I almost bid on a 500mW Red 680nm today on ebay, but spent the money elsewhere before the auction closed... the item was: 
http://cgi.ebay.com/ws/eBayISAPI.dll?ViewItem&rd=1&item=7540672409&ssPageName=STRK:MEWA:IT

it when for ~$150

Daniel


----------



## AJ_Dual (Aug 30, 2005)

*Re: Red "PGL"?*

SCHWEET!

It looks as though it would be easier to cool the "C mount" style diode, a lot of metal to transfer heat there, but a one-piece module with optics for a few more $$$ would be prefered.

I've got no machining skills to speak of.


----------



## Ragnarok (Aug 30, 2005)

*Re: Red "PGL"?*

500 mW, yeah, baby! :rock: Woohoo! Hopefully more of those will show up in the future.
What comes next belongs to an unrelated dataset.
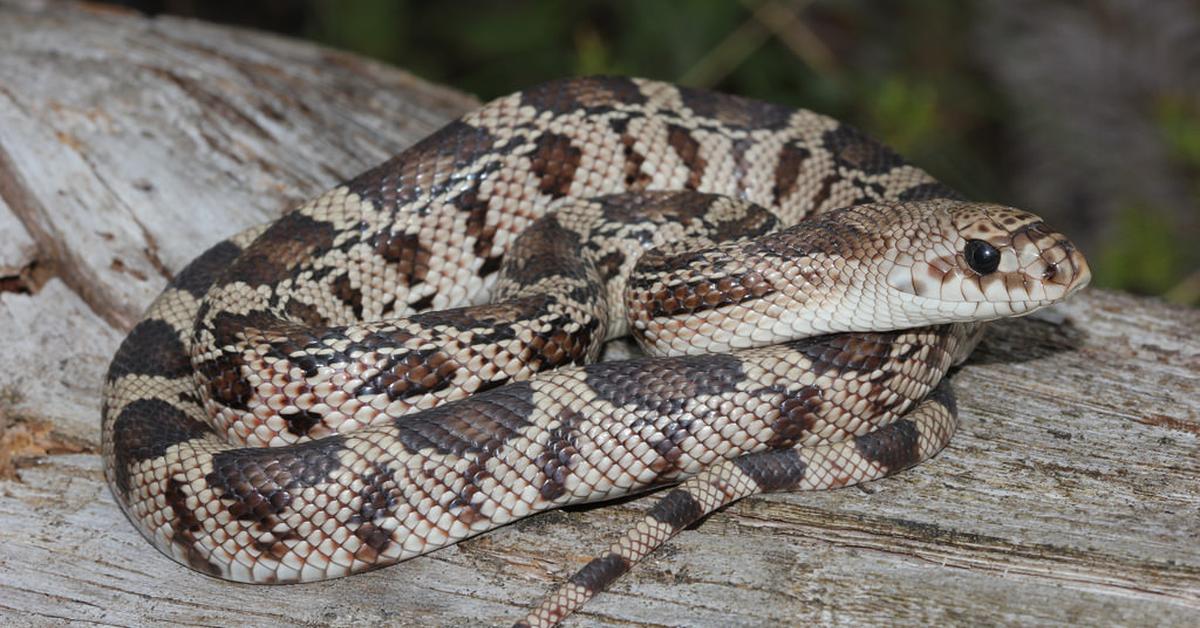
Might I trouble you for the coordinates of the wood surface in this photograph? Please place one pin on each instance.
(1071, 495)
I read somewhere that laser diodes are finicky eaters just looking for a chance to pop, that the lasing/operating voltage range is very narrow, and that only small increases (or spikes) in the driving voltage can kill them. Not knowing much about how to drive these things, do they need adjustable (for fine tuning) or fixed voltage drivers like those used with LEDs? I wouldn't mind trying to put one together but I certainly can't afford trial-and-error!
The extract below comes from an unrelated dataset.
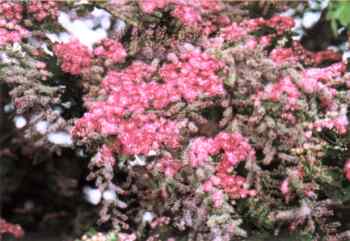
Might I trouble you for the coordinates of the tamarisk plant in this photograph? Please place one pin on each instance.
(206, 128)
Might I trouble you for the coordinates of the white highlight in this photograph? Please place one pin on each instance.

As for battery size I don't really care - yeah, a slim "pointer" size is cool, but a D cell 500mW red laser "Maglite" mod would be nice too (and last more than a few minutes!).

R.


----------



## Ebola (Sep 2, 2005)

*Re: Red "PGL"?*

I assembled a handheld 100mw red laser using an AixiZ 100mw premium 650nm module and a streamlight scorpion cr123a flashlight.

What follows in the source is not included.